Who Is at Highest Risk
Certain children are far more likely to develop rickets, and prevention efforts should be most aggressive for these groups:
- Exclusively breastfed infants who don’t receive vitamin D drops, since breast milk provides minimal vitamin D.
- Children with darker skin living in northern or southern latitudes, where UVB exposure is low for much of the year. The sunscreening effect of melanin makes their “vitamin D safe zone” smaller and shifted closer to the equator.
- Children who spend little time outdoors or who are consistently covered with clothing or sunscreen, reducing skin exposure to UVB.
- Children with limited dietary calcium, including those with dairy allergies, lactose intolerance, or restrictive diets.
- Immigrant children who have moved from equatorial regions to higher latitudes, creating a mismatch between their skin pigmentation and available sunlight.

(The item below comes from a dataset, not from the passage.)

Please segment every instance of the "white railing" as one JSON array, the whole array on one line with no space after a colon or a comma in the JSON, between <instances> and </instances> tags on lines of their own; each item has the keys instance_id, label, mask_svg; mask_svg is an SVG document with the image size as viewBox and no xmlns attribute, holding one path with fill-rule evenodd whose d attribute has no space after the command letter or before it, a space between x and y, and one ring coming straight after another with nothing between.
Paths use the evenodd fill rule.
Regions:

Rickets has historically been called a disease of poverty and migration, and that pattern holds today. Children living in urban environments with little access to outdoor play and limited dietary variety are at particular risk.
Calcium Intake by Age
Vitamin D gets most of the attention, but calcium is the other half of the equation. Without enough calcium in the diet, even adequate vitamin D can’t fully protect bones. The recommended daily calcium intake increases as children grow: infants need 200 to 260 mg (easily met through breast milk or formula), children ages 1 to 3 need about 700 mg, children 4 to 8 need 1,000 mg, and adolescents 9 to 18 need 1,300 mg per day.
Dairy products are the most concentrated source. A cup of milk provides roughly 300 mg of calcium, so an adolescent would need the equivalent of about four cups of milk daily. For children who don’t consume dairy, fortified plant milks, calcium-set tofu, canned fish with bones, and fortified orange juice can help close the gap. In diets where dairy and fortified foods are scarce, a calcium supplement may be necessary.
Spotting Early Warning Signs
Prevention sometimes means catching the problem before it becomes severe. The earliest signs of rickets tend to be subtle: delayed closure of the soft spot on an infant’s skull, slow growth compared to peers, or unusual fussiness that could reflect bone tenderness. As the condition progresses, the wrists and ankles may appear wider than normal, the legs may start to bow or angle inward, and the ribcage can develop a visible ridge where the bone meets cartilage.
If your child has any of the risk factors above and you notice delayed motor milestones (late walking, reluctance to bear weight), those warrant a closer look. A blood test measuring vitamin D and calcium levels, along with a simple X-ray of the wrists, can confirm or rule out rickets quickly. Caught early, nutritional rickets is fully reversible with supplementation.